Hashing to produce redundant expressions of original data, immateriality through lack of localized imperfections from highly engineered materiality: like 2x and 10x rules in electrical and electronic circuit design.
(111) Every sector of data on the disk includes error correcting codes derived according to established algorithms; the basic idea is that the mathematics generates a bit sequence that serves as a redundant expression of the original data (this is called hashing). . . . Absent are the range of small, localized glitches characteristic of other media – the typo in the newspaper, the scratch on the vinyl record, snow on the TV channel – that remind us of their mundane materiality. . . . While it is just this kind of behavior that is often cited as evidence of digital media's putative immateriality, the hard drive's error-free performance is in fact the laborious and artificially achieved end product of decades of computer science and engineering.
Must study storage if interested in texts as representations: fits well with my call to study ECT in general if interested in the philosophy of computing.

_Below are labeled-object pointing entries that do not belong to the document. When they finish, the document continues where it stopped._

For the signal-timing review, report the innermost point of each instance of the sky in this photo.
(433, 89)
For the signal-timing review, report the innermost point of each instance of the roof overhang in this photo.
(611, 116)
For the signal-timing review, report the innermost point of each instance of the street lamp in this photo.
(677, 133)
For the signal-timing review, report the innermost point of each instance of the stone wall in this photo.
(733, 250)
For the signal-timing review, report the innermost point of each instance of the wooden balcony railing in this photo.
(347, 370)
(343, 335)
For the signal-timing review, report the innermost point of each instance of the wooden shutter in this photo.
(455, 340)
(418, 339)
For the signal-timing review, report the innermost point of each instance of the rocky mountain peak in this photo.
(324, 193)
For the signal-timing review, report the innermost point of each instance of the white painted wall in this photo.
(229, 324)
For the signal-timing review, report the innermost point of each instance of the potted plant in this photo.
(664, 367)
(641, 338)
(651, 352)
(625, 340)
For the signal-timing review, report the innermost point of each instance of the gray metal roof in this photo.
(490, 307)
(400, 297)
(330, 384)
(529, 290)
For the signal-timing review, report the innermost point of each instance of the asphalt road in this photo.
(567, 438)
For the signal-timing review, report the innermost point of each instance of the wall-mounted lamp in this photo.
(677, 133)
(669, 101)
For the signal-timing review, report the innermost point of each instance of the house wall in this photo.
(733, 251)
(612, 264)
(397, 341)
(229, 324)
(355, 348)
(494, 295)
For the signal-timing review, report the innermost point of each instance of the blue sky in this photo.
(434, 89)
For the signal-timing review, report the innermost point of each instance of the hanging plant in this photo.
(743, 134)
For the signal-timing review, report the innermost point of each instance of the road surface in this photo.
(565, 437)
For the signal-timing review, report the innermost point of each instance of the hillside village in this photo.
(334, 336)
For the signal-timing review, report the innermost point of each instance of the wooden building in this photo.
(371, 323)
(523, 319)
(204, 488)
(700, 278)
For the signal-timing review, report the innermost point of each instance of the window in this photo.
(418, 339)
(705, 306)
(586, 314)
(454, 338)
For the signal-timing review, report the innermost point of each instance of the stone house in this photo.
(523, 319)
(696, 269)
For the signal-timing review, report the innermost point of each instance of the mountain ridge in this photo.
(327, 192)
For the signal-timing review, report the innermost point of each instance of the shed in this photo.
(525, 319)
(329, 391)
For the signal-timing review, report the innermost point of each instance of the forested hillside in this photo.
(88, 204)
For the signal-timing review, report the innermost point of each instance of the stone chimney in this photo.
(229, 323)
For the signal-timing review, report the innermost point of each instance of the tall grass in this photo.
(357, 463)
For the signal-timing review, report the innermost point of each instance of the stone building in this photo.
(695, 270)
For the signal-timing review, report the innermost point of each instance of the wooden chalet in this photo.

(111-112) There is a fiction then that computing is all about numbers, especially ones and zeros. But computing is really all about storage. Data cannot subsist without material representation. Given this, the history and technology of storage should be a prime locus of inquiry for anyone interested in computing from the standpoint of technologies of writing, textuality, and inscription – in short, the stuff of representations. . . . In essence you'll never “see” storage in that you'll never encounter your data in its entirety, in a format akin to the tree views we now take for granted (that which “You Are Your C” exploits). Instead you will filter, mine, search, retrieve. . . . The kind of serendipitous discovery of old files and applications recounting in Microserfts will become a function of the fluke search result, not manual tidying.
Read back von Neumann architecture concretized in library building organization, as Japanese artist I cannot recall enacts logic gates.
(112) You can almost see the von Neumann architecture being concretized at the macro-level as the bricks and mortar of the library building – the central processing unit – are re-engineered to house a state of the art media and information center, packed with computers themselves packed with state of the art disk arrays and hard drive clusters. The books meanwhile, the random access devices of old, are being placed – recursively it would seem – in storage, shunted away to a remote locale where they will be available upon request. At a moment when we would clearly not be wrong to speak of storage as a cultural condition – a storage generation or storage fever – the hard drive is not the only relevant technology.
Kirschenbaum, Matthew G. “Extreme Inscription: Towards a Grammatology of the Hard Drive.” Text Technology 13.2 (2004): 91-125. Web. 12 Dec 2012.